Un modèle de gestion en péril

le 30/01/2014 L'AGEFI Hebdo

A quand un sursaut de la gestion française ? Pour la quatrième année consécutive, les fonds de droit français ont connu une décollecte en 2013 et les encours sont en baisse pour la quatrième fois en six ans. Le bilan est rude, comme le relève notre dossier en partenariat exclusif avec EuroPerformance-a Six Company (lire page 24). La situation n’est certes pas nouvelle, mais elle devient plus alarmante chaque année : cette fois-ci, toutes les catégories de produits, y compris les structurés, ont souffert. D’autant qu’il ne peut être question d’incriminer la crise de la zone euro : seul le marché français n’a pas bénéficié de la dynamique retrouvée sur les marchés actions dont ont su profiter les asset managers d’Europe du Nord comme du Sud !

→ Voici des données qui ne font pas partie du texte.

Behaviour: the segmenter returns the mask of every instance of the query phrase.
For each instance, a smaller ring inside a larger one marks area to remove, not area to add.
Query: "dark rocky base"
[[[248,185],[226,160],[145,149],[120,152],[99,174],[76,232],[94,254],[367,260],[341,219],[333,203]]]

Bien évidemment, l’hémorragie est encore plus profonde pour les fonds monétaires. En période de taux bas, qu’attendre d’un produit dont l’objectif est d’offrir une performance proche des taux d’intérêt à court terme ? Touchée dans son métier historique, la gestion française l’est aussi dans sa plate-forme : tandis que les épargnants français se sont massivement reportés vers les produits bilanciels bancaires et continuent de délaisser les actions, le label « droit français » ne fait pas le poids face aux bulldozers luxembourgeois et irlandais pour attirer les investisseurs étrangers plus friands de risque.

Certes, les fonds de droit français ne représentent pas l’ensemble du secteur de l’asset management français. Celui-ci reste dynamique sur d’autres segments, notamment via les fonds domiciliés sur d’autres places (un procédé accessible à tous mais coûteux) ou les mandats de gestion ou fonds dédiés. Certaines sociétés de gestion, grandes et petites, savent aussi tirer leur épingle du jeu à l’international.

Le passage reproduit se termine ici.